Unique superdiffusion induced by directionality in multiplex networks

TL;DR

This paper reveals that directionality in multilayer networks can induce a novel superdiffusion regime, where diffusion surpasses the speed of undirected systems, highlighting the importance of considering directed interactions in complex systems.

Contribution

The study introduces a framework for analyzing diffusive dynamics in directed multilayer networks and demonstrates how directionality can cause superdiffusion, a phenomenon not observed in undirected systems.

Findings

Directionality causes non-monotonic diffusion behavior.

Superdiffusion occurs at intermediate interlayer coupling.

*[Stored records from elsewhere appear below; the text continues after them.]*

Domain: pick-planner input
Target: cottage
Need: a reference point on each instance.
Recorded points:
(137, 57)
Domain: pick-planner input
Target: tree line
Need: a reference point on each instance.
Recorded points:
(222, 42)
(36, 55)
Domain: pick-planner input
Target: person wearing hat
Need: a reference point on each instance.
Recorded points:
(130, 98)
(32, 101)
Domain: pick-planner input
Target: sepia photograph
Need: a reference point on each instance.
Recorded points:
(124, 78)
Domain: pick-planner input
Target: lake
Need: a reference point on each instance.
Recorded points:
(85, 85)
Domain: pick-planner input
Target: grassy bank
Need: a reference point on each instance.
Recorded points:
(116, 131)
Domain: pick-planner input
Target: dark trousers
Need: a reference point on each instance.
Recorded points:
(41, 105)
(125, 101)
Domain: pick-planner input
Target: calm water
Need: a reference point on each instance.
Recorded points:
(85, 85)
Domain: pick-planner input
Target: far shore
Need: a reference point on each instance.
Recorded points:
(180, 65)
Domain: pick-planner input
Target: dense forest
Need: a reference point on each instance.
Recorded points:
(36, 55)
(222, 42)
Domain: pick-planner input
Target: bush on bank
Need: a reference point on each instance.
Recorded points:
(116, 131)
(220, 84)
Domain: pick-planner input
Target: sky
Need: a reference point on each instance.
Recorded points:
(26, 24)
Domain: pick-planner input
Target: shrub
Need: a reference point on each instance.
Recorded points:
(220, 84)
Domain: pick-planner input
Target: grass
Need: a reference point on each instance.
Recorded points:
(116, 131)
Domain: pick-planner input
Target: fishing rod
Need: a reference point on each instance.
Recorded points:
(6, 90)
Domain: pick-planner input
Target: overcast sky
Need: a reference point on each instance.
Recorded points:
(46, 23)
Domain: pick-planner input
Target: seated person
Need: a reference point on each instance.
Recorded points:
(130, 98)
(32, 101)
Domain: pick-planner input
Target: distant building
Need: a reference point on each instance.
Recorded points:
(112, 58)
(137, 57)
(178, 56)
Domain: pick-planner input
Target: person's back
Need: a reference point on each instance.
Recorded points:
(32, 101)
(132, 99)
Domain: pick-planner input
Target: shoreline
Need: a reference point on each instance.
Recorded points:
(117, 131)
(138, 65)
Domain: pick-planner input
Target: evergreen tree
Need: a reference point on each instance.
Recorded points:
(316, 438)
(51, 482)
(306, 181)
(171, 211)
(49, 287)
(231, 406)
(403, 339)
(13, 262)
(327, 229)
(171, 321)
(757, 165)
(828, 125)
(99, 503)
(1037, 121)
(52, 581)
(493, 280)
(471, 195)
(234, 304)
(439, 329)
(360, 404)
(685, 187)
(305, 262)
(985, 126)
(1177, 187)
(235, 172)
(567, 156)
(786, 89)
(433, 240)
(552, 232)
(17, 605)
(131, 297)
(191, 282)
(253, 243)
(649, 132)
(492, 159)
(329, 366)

Superdiffusion depends on layer directionality and topological overlap.

Abstract

The multilayer network framework has served to describe and uncover a number of novel and unforeseen physical behaviors and regimes in interacting complex systems. However, the majority of existing studies are built on undirected multilayer networks while most complex systems in nature exhibit directed interactions. Here, we propose a framework to analyze diffusive dynamics on multilayer networks consisting of at least one directed layer. We rigorously demonstrate that directionality in multilayer networks can fundamentally change the behavior of diffusive dynamics: from monotonic (in undirected systems) to non-monotonic diffusion with respect to the interlayer coupling strength. Moreover, for certain multilayer network configurations, the directionality can induce a unique superdiffusion regime for intermediate values of the interlayer coupling, wherein the diffusion is even faster than that corresponding to the theoretical limit for undirected systems, i.e., the diffusion in the integrated network obtained from the aggregation of each layer. We theoretically and numerically show that the existence of superdiffusion is fully determined by the directionality of each layer and the topological overlap between layers. We further provide a formulation of multilayer networks displaying superdiffusion. Our results highlight the significance of incorporating the interacting directionality in multilevel networked systems and provide a framework to analyze dynamical processes on interconnected complex systems with directionality.